5

Imagine having a main thread which creates a HashSet and starts a lot of worker threads passing HashSet to them.

Just like in code below:

void main() {
  final Set<String> set = new HashSet<>();
  final ExecutorService threadExecutor = 
  Executors.newFixedThreadPool(10);

  threadExecutor.submit(() -> doJob(set));
} 

void doJob(final Set<String> pSet) {
  // do some stuff
  final String x = ... // doesn't matter how we received the value.
  if (!pSet.contains(x)) {
    synchronized (pSet) {
      // double check to prevent multiple adds within different threads
      if (!pSet.contains(x)) {
        // do some exclusive work with x.
        pSet.add(x);
      }
    }
  }
  // do some stuff
}

I'm wondering is it thread-safe to synchronize only on add method? Is there any possible issues if contains is not synchronized?

My intuition telling me this is fine, after leaving synchronized block changes made to set should be visible to all threads, but JMM could be counter-intuitive sometimes.

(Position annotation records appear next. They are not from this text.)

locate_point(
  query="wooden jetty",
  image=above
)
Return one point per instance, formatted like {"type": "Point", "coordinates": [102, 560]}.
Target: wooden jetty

P.S. I don't think it's a duplicate of How to lock multiple resources in java multithreading Even though answers to both could be similar, this question addresses more particular case.

Akirus
  • 108
  • 2
  • 11
  • 1
    In java you can create concurrent sets. See this answer for detail: https://stackoverflow.com/questions/6992608/why-there-is-no-concurrenthashset-against-concurrenthashmap – pandaadb Aug 05 '19 at 14:14
  • 5
    It's not safe. The changes made are visible to all threads at all times. You are only safe if you use a synchronized block. If you don't you could access internal structures that are part-way updated. – rghome Aug 05 '19 at 14:16
  • Possible duplicate of [How to lock multiple resources in java multithreading](https://stackoverflow.com/questions/53120361/how-to-lock-multiple-resources-in-java-multithreading) – markspace Aug 05 '19 at 14:24
  • See the duplicate link. In Java, both reads and writes must be synchronized. If you don't the JVM is free to optimize the reads however it wants, including not checking for an update from another thread. So basically all methods of your HashSet must be synchronized or your going to run into trouble. – markspace Aug 05 '19 at 14:25
  • @rghome, markspace, Thank you for your answers! "access internal structures that are part-way updated." Made it clear for me. – Akirus Aug 05 '19 at 14:29
  • Why not just use a [ConcurrentSkipListSet](https://docs.oracle.com/javase/8/docs/api/java/util/concurrent/ConcurrentSkipListSet.html)? – Andrew Henle Aug 05 '19 at 15:20

3 Answers3

3

I'm wondering is it thread-safe to synchronize only on the add method? Are there any possible issues if contains is not synchronized as well?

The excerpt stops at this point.